Synagogen sollen in ganz Europa besser geschützt werden

Die Synagoge von Halle
Der Attentäter von Halle wollte ein Massaker anrichten - die EU will nun gegen den Antisemitismus stärker ankämpfen.

Antisemitismus ist einfach blöd“, sagte Bundespräsident Alexander Van der Bellen nach seinem Besuch im Wiener Stadttempel, wo er der Opfer von Halle gedachte. Auf jeden Fall sei jeder Einzelne im Kampf gegen Judenhass gefordert. IKG-Präsident Oskar Deutsch zählte konkret drei Gruppen auf, die „Antisemitismus zu uns hereintragen“: nämlich rechte, linke und islamistische Antisemiten. „Wenn man das addiert, ist der Antisemitismus gestiegen.“

Die jüdische Gemeinde in Halle will sich nach dem Terroranschlag nicht einschüchtern lassen. Viele Mitglieder kamen zum Schabbat, dem jüdischen Ruhetag, der von Freitagabend bis Samstagabend dauert.
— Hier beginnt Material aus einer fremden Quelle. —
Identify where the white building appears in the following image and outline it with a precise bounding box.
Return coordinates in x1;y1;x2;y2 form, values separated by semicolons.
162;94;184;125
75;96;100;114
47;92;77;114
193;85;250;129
Die Debatte über Konsequenzen aus der Bluttat läuft inzwischen auf Hochtouren: Die EU-Kommission rief alle Mitgliedsstaaten auf, Synagogen und andere jüdischen Einrichtungen ausreichend zu schützen. Karoline Edtstadler, ÖVP-Delegationsführerin in Brüssel wird Vorsitzende der parteiübergreifenden Arbeitsgruppe gegen Antisemitismus im Europa-Parlament. Sie nahm am Freitagabend an der Trauerzeremonie für den Anschlag in Halle im Wiener Stadttempel teil.

Gefahr für unsere Werte

„Menschen jüdischer Herkunft müssen sich in unserer Gesellschaft frei bewegen und sicher fühlen können. Das muss die erste Priorität der Politik im Sinne unserer gemeinsamen europäischen Werte und Traditionen sein. Notwendig ist daher eine enge Kooperation zwischen den jüdischen Institutionen und der Polizei, wie das in Österreich bereits seit Jahren gelebt wird,“ sagt Edtstadler. Der Wiener Tempel und alle Gebetshäuser werden ständig von der Polizei bewacht. In Halle war selbst am höchsten Feiertag, zu Jom Kippur keine einzige Streife vor der Synagoge im Paulusviertel.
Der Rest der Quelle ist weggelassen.